Accounting rules require companies holding digital assets to record valuation adjustments when prices fall. During Q1 2026, Bitcoin’s price dropped significantly—roughly 24% between January 1 and March 31—which forced Metaplanet to mark down the value of its holdings on paper.
That resulted in about ¥116.4 billion ($737 million) in non‑cash Bitcoin valuation losses, far exceeding the company’s operating profit for the quarter.
Importantly, these losses were unrealized accounting adjustments, not actual cash losses from selling Bitcoin.
Metaplanet has modeled its corporate strategy on companies like MicroStrategy by treating Bitcoin as a core treasury asset.
During Q1 2026, the company purchased 5,075 BTC, increasing its total holdings to 40,177 BTC as of March 31, 2026.
The company tracks a proprietary metric called BTC Yield, which measures the increase in Bitcoin holdings relative to the fully diluted share count.

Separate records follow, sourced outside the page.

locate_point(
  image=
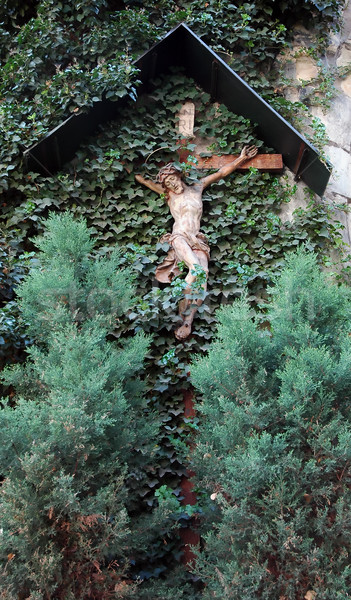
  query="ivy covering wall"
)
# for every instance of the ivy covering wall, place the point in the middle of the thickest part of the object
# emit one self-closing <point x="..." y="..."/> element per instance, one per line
<point x="59" y="58"/>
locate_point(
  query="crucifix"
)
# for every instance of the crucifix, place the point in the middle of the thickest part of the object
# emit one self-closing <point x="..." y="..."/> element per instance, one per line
<point x="187" y="243"/>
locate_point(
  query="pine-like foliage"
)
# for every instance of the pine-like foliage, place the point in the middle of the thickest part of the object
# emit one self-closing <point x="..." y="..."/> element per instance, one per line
<point x="274" y="447"/>
<point x="74" y="430"/>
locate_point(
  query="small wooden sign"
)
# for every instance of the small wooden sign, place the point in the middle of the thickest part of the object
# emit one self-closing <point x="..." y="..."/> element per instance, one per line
<point x="186" y="117"/>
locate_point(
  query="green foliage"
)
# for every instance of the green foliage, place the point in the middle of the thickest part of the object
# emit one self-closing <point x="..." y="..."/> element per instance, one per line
<point x="74" y="431"/>
<point x="60" y="58"/>
<point x="273" y="447"/>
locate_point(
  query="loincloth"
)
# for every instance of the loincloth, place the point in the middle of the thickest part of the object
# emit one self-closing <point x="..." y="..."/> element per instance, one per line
<point x="168" y="269"/>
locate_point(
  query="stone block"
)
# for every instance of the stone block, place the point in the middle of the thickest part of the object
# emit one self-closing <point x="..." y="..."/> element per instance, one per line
<point x="344" y="57"/>
<point x="340" y="180"/>
<point x="306" y="68"/>
<point x="337" y="121"/>
<point x="346" y="86"/>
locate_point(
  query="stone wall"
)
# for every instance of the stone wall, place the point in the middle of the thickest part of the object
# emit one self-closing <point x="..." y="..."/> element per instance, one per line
<point x="303" y="69"/>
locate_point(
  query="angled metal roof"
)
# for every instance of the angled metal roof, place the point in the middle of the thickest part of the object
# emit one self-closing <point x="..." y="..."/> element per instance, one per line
<point x="181" y="47"/>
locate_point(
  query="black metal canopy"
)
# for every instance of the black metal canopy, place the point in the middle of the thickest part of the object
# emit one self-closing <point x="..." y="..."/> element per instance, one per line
<point x="182" y="48"/>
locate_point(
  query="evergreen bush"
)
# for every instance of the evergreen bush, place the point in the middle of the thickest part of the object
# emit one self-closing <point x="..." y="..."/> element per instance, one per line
<point x="274" y="447"/>
<point x="75" y="430"/>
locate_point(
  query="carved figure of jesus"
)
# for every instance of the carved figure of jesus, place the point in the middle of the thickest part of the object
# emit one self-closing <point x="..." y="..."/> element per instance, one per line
<point x="187" y="243"/>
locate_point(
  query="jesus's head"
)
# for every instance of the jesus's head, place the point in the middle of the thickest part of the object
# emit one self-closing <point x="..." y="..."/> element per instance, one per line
<point x="170" y="177"/>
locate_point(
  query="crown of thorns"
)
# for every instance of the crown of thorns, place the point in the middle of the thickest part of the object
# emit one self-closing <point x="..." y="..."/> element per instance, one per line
<point x="169" y="169"/>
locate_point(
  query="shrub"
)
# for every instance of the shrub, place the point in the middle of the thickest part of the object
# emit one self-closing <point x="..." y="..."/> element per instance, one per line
<point x="273" y="450"/>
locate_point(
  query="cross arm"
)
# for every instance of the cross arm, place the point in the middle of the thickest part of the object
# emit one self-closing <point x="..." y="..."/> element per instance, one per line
<point x="155" y="187"/>
<point x="246" y="154"/>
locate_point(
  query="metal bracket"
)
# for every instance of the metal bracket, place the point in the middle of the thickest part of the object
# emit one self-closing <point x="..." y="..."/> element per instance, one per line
<point x="154" y="58"/>
<point x="303" y="151"/>
<point x="214" y="80"/>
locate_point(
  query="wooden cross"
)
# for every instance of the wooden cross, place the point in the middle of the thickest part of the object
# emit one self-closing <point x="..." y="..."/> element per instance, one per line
<point x="272" y="163"/>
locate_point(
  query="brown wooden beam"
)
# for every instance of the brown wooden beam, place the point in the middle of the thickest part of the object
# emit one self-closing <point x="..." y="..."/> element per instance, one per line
<point x="272" y="163"/>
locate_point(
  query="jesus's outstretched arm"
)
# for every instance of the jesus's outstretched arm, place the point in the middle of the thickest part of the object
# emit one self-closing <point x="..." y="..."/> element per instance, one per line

By the end of Q1 2026, Metaplanet reported a 2.8% BTC Yield year‑to‑date, meaning the amount of Bitcoin backing each share increased despite dilution and financing activities.
This metric is designed to show whether the company is successfully increasing shareholder exposure to Bitcoin over time.
With 40,177 BTC on its balance sheet, Metaplanet has become one of the largest corporate holders of Bitcoin globally.
Reports place the company third among public companies in total Bitcoin holdings, behind only a small number of U.S. firms, and the largest corporate Bitcoin treasury outside the United States.
That position reflects the company’s aggressive accumulation strategy since adopting its Bitcoin‑centric model.
Despite the headline loss, management did not revise its full‑year guidance for 2026.
The company reaffirmed projections for approximately ¥16 billion in revenue and ¥11.4 billion in operating profit for the year, signaling confidence that operational growth will continue even amid Bitcoin volatility.
Metaplanet’s Q1 2026 earnings illustrate a core reality of Bitcoin treasury strategies: operating performance and accounting results can diverge dramatically.
For investors and analysts, understanding that distinction is essential when interpreting the company’s results.